Anomaly detection and localization (ADL) is critical for maintaining reliability and availability in cloud systems. Recent ADL developments focus on metric and log data, leaving event data unexplored. To address this gap, we propose EventADL, the first open-box event-based ADL framework for cloud-based service systems. To motivate the design of our framework, we conduct a systematic analysis on 520 real-world incidents, and provide insights into how anomalies and their root causes manifest through event data. EventADL has three phases: offline training, online anomaly detection, and root cause localization.

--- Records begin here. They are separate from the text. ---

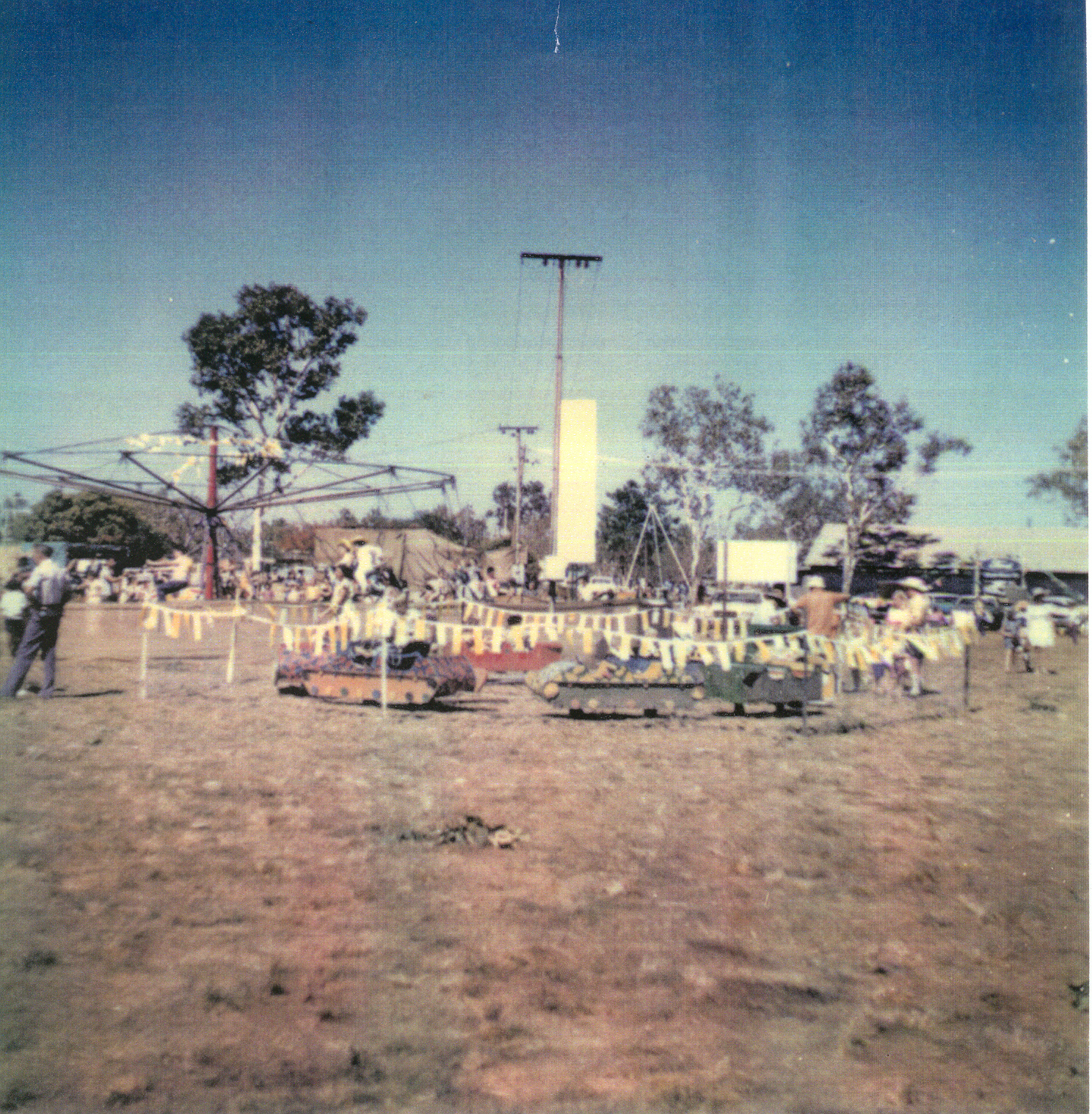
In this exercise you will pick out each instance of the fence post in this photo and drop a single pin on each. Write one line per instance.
(230, 672)
(382, 672)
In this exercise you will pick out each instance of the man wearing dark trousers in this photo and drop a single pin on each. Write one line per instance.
(45, 589)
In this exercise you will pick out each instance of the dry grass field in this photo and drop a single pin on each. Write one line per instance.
(212, 899)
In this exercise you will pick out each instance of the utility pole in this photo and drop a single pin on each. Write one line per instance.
(210, 526)
(562, 261)
(520, 458)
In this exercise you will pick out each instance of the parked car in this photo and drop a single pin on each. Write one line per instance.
(597, 587)
(1070, 615)
(989, 613)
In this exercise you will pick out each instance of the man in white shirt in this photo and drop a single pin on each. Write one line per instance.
(46, 589)
(181, 568)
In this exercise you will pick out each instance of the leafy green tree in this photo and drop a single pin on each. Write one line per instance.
(707, 443)
(15, 508)
(256, 369)
(621, 520)
(534, 506)
(462, 527)
(1070, 483)
(92, 520)
(796, 503)
(859, 443)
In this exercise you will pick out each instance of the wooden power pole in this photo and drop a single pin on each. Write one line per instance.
(562, 261)
(520, 458)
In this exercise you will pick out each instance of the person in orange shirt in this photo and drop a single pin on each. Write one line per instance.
(818, 606)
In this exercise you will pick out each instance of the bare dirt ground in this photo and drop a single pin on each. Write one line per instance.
(206, 905)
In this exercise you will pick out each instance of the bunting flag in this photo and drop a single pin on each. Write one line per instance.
(494, 633)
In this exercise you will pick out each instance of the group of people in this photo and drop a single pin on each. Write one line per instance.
(1027, 627)
(45, 589)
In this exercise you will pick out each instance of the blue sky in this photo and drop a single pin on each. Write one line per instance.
(776, 189)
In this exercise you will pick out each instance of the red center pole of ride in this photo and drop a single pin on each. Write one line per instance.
(211, 503)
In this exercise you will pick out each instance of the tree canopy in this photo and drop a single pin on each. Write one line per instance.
(858, 443)
(1070, 483)
(92, 520)
(707, 443)
(621, 520)
(256, 368)
(534, 503)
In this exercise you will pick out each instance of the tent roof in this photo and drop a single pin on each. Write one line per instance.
(1043, 550)
(416, 554)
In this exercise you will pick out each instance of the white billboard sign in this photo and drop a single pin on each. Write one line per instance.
(757, 561)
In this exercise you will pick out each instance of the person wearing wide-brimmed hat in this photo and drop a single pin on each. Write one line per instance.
(917, 608)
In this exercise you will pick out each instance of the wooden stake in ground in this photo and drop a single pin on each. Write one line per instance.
(230, 672)
(382, 673)
(144, 666)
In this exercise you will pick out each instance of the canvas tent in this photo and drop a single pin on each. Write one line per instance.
(416, 555)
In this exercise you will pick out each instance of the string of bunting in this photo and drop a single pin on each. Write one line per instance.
(621, 621)
(858, 652)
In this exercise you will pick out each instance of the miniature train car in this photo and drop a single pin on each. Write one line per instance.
(354, 675)
(643, 684)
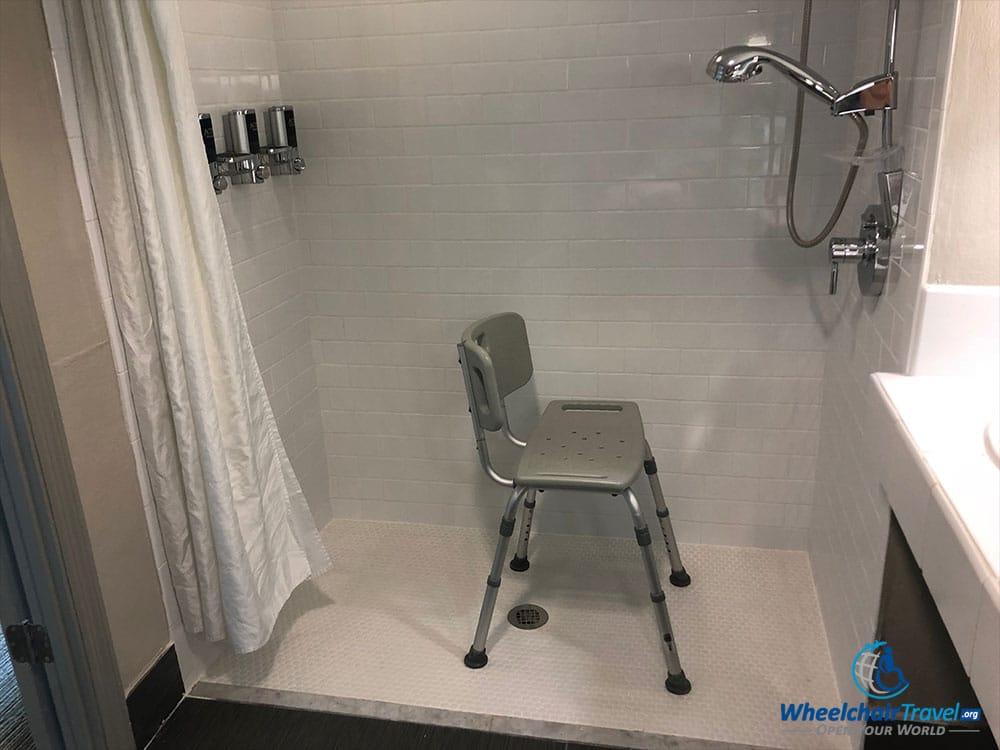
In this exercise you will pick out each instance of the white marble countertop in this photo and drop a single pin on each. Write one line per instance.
(945, 419)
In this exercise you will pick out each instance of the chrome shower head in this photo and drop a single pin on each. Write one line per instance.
(741, 63)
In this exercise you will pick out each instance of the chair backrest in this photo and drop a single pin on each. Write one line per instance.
(498, 362)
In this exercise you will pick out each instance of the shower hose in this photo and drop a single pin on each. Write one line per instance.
(845, 191)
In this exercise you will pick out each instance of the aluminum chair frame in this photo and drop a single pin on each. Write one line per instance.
(495, 412)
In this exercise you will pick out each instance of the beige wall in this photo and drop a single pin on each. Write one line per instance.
(965, 235)
(51, 229)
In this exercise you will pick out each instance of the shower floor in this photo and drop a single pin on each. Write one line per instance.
(384, 633)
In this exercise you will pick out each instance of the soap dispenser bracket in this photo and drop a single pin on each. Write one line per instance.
(870, 252)
(282, 153)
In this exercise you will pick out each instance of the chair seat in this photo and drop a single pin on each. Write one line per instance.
(584, 445)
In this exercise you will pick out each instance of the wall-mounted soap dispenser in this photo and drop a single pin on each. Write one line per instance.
(217, 168)
(242, 159)
(282, 152)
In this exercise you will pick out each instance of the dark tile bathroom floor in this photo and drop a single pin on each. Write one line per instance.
(200, 724)
(14, 733)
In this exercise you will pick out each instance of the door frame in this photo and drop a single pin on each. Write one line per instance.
(44, 516)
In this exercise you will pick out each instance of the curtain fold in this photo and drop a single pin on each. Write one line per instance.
(237, 532)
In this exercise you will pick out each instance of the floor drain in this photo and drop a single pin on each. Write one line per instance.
(527, 616)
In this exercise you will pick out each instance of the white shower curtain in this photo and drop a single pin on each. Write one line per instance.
(237, 531)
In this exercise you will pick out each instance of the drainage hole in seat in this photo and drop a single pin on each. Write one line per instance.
(527, 616)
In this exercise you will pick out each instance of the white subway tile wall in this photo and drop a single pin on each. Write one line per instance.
(571, 161)
(850, 521)
(232, 55)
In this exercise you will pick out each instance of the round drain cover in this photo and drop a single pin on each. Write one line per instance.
(527, 616)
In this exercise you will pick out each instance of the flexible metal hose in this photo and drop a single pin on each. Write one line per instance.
(845, 191)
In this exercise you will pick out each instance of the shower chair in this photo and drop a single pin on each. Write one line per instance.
(585, 446)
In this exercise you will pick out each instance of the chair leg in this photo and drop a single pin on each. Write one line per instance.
(678, 576)
(676, 682)
(520, 561)
(476, 658)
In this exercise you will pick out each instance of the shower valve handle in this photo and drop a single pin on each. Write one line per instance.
(845, 250)
(870, 252)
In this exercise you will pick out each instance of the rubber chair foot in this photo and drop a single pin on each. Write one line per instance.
(678, 684)
(680, 578)
(520, 564)
(476, 659)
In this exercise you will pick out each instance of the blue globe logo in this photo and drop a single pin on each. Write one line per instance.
(875, 672)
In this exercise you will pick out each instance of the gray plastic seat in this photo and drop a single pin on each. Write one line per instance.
(580, 445)
(584, 445)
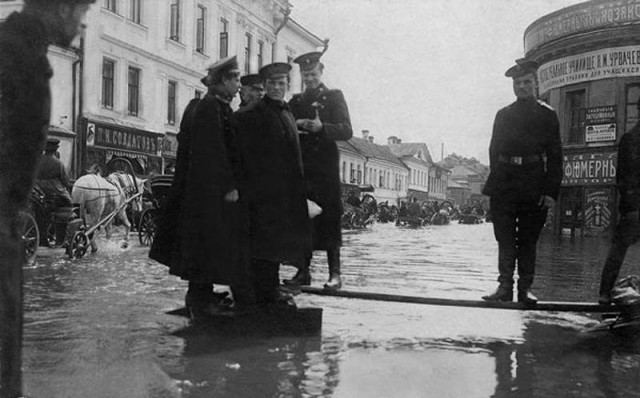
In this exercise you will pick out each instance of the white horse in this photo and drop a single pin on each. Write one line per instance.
(98, 197)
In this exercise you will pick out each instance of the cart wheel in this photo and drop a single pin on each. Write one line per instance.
(51, 235)
(78, 245)
(147, 227)
(30, 237)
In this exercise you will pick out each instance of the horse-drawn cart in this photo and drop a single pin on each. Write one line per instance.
(101, 200)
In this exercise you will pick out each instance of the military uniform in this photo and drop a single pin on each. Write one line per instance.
(275, 186)
(321, 163)
(202, 237)
(526, 165)
(320, 157)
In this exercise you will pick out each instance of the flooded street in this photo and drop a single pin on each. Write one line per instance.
(97, 327)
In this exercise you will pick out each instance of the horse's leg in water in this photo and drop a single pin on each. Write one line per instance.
(122, 214)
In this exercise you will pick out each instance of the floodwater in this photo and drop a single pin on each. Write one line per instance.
(97, 327)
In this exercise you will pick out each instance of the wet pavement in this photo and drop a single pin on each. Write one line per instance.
(97, 327)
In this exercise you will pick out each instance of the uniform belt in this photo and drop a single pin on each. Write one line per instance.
(519, 160)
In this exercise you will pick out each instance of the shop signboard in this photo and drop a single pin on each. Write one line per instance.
(595, 166)
(170, 146)
(106, 141)
(600, 124)
(580, 18)
(597, 215)
(606, 63)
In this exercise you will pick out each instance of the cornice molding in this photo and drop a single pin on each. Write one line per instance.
(154, 57)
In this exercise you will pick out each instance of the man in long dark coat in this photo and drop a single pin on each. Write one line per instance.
(25, 104)
(279, 223)
(322, 117)
(525, 156)
(210, 245)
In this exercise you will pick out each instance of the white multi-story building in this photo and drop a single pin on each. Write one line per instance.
(122, 91)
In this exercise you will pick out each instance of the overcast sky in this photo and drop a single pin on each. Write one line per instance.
(424, 70)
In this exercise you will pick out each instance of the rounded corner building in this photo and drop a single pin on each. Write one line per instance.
(589, 72)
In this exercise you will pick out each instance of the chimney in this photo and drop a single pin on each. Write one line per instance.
(393, 140)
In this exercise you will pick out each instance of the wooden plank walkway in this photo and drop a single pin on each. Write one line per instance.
(559, 306)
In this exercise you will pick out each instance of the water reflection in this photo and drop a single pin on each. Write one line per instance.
(98, 327)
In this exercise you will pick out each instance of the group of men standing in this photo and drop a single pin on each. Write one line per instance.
(238, 207)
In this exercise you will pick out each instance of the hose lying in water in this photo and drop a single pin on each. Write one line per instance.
(560, 306)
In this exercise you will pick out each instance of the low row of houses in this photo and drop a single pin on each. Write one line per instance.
(401, 171)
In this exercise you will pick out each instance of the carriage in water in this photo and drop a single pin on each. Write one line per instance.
(98, 202)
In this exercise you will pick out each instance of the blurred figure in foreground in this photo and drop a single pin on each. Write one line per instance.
(25, 105)
(628, 229)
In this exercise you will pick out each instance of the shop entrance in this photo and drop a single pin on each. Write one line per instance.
(571, 212)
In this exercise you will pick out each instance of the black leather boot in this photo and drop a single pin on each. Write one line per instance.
(301, 278)
(333, 258)
(502, 293)
(525, 296)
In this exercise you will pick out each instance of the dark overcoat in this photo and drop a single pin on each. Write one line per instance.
(53, 180)
(320, 157)
(525, 128)
(279, 221)
(25, 101)
(211, 245)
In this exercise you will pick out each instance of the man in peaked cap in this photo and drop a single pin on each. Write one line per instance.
(525, 156)
(54, 182)
(276, 189)
(252, 88)
(322, 117)
(24, 118)
(203, 234)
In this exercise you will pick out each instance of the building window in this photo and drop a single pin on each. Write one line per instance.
(200, 25)
(110, 5)
(174, 33)
(260, 54)
(631, 106)
(171, 102)
(576, 113)
(134, 91)
(224, 38)
(247, 53)
(135, 10)
(108, 73)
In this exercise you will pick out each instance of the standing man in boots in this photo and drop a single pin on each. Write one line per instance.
(25, 106)
(322, 117)
(525, 157)
(209, 221)
(628, 229)
(276, 189)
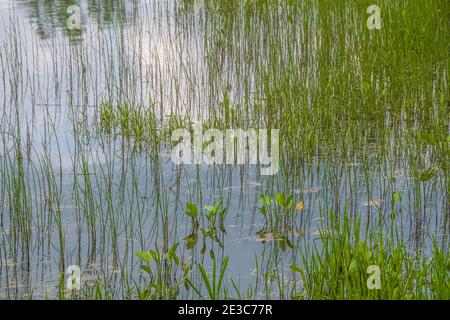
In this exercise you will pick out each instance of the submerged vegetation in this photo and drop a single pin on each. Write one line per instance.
(86, 179)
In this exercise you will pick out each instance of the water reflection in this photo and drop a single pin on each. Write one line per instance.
(48, 17)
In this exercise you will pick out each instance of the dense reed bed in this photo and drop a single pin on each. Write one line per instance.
(86, 177)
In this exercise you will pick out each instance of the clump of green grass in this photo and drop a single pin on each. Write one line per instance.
(337, 268)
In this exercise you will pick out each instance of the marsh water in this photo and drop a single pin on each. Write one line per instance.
(72, 195)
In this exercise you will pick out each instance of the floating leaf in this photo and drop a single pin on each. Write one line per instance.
(299, 206)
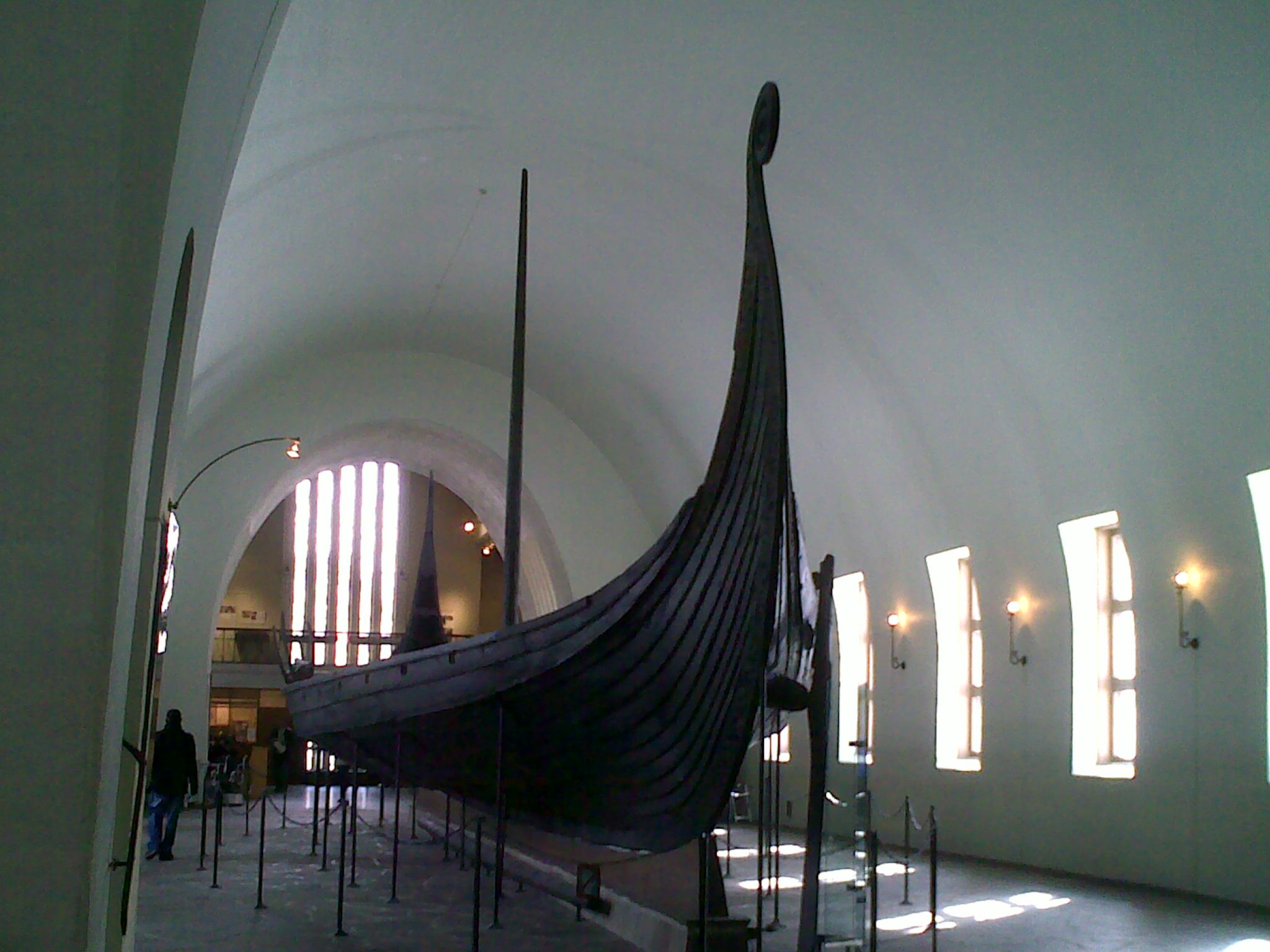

During the training phase, EventADL first learns Event Semantic Patterns (ESPs), which capture normal interactions between system entities using historical event data, and then learns Event Frequency Patterns (EFPs), which capture the normal frequency of known ESPs. In the online anomaly detection phase, any data in the event stream that deviates significantly from either pattern is identified as anomalous. For localization, EventADL constructs an Intervention Graph that models the relationships between recent system interactions and the detected anomalies for automatic root cause localization. The framework is designed to operate efficiently with unlabeled data and to produce interpretable anomalies with their corresponding root causes. Our evaluation on three real cloud service systems and two real-world incidents demonstrates that EventADL outperforms existing methods, achieving F1-scores of at least 90% for anomaly detection and 100% top-3 accuracy in root cause localization.